Een ABC-diagram is een instrument voor directe observatie dat kan worden gebruikt om informatie te verzamelen over de gebeurtenissen die zich voordoen in de omgeving van een leerling. De “A” verwijst naar het antecedent, of de gebeurtenis of activiteit die onmiddellijk voorafgaat aan het probleemgedrag. De “B” verwijst naar het geobserveerde gedrag, en de “C” verwijst naar het gevolg, of de gebeurtenis die onmiddellijk volgt op een reactie.

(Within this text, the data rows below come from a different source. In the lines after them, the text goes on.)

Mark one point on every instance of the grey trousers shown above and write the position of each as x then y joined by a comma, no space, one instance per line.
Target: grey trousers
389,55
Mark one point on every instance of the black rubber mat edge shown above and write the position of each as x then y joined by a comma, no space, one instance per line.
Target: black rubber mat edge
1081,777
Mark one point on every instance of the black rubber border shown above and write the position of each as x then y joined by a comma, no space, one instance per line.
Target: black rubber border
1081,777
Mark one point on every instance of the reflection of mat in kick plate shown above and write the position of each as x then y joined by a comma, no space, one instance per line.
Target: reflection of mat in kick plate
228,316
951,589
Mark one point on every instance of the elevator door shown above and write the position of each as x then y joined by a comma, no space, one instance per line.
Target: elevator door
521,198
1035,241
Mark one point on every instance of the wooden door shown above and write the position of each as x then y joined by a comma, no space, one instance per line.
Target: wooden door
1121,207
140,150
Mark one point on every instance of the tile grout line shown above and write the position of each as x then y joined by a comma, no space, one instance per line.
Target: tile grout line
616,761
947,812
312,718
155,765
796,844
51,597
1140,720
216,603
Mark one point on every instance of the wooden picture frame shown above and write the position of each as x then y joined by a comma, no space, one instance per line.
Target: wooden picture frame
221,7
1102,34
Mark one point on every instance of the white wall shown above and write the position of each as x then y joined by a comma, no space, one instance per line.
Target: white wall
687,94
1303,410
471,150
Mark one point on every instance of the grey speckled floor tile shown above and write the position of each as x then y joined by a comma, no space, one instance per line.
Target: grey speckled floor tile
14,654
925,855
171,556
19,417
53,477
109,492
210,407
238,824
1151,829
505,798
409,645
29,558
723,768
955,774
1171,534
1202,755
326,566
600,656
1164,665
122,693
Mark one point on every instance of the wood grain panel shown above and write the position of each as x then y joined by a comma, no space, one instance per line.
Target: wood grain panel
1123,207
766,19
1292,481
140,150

Bijv. een leerling die tekeningen maakt in plaats van aan zijn opdracht te werken, kan reageren door te vloeken of met zijn potlood te gooien als zijn leraar hem zegt de taak af te maken. De leraar kan ontdekken dat verbale verzoeken om te werken en andere eisen antecedenten zijn die probleemgedrag uitlokken. Veel voorkomende antecedenten zijn kritische feedback van anderen, afwezigheid van aandacht, en specifieke taken of activiteiten. Het gevolg kan zijn dat de leraar de leerling naar kantoor stuurt telkens als hij vloekt en met zijn potlood gooit. Na een aantal observatiesessies kan het duidelijk worden dat de leerling probleemgedrag vertoont om te ontsnappen aan zijn taak in de klas.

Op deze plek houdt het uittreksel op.